Bridging Domain Gaps between Pretrained Multimodal Models and Recommendations
Wenyu Zhang, Jie Luo, Xinming Zhang, Yuan Fang
TL;DR
This work tackles the domain gap between pretrained multimodal encoders and personalized recommendations by proposing PTMRec, a two-stage parameter-efficient framework that avoids costly pretraining. In the first stage, a frozen CLIP backbone is used to extract multimodal item features and a lightweight recommender is trained with the BPR objective to capture user preferences. The second stage introduces knowledge-guided prompts into the CLIP encoders and employs in-batch knowledge transfer with KL divergences to align modal features to personalized interaction patterns, enabling effective domain adaptation with minimal training cost. Experiments on three Amazon domains (Baby, Sports, Clothing) show that PTMRec improves Recall and NDCG, especially for simpler base models, and that the two-stage design with KT loss is essential for bridging domain gaps while maintaining efficiency.
Abstract
With the explosive growth of multimodal content online, pre-trained visual-language models have shown great potential for multimodal recommendation.
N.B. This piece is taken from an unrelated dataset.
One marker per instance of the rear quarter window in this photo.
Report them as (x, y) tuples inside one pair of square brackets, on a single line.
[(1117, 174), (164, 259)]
However, while these models achieve decent performance when applied in a frozen manner, surprisingly, due to significant domain gaps (e.g., feature distribution discrepancy and task objective misalignment) between pre-training and personalized recommendation, adopting a joint training approach instead leads to performance worse than baseline. Existing approaches either rely on simple feature extraction or require computationally expensive full model fine-tuning, struggling to balance effectiveness and efficiency. To tackle these challenges, we propose \textbf{P}arameter-efficient \textbf{T}uning for \textbf{M}ultimodal \textbf{Rec}ommendation (\textbf{PTMRec}), a novel framework that bridges the domain gap between pre-trained models and recommendation systems through a knowledge-guided dual-stage parameter-efficient training strategy. This framework not only eliminates the need for costly additional pre-training but also flexibly accommodates various parameter-efficient tuning methods.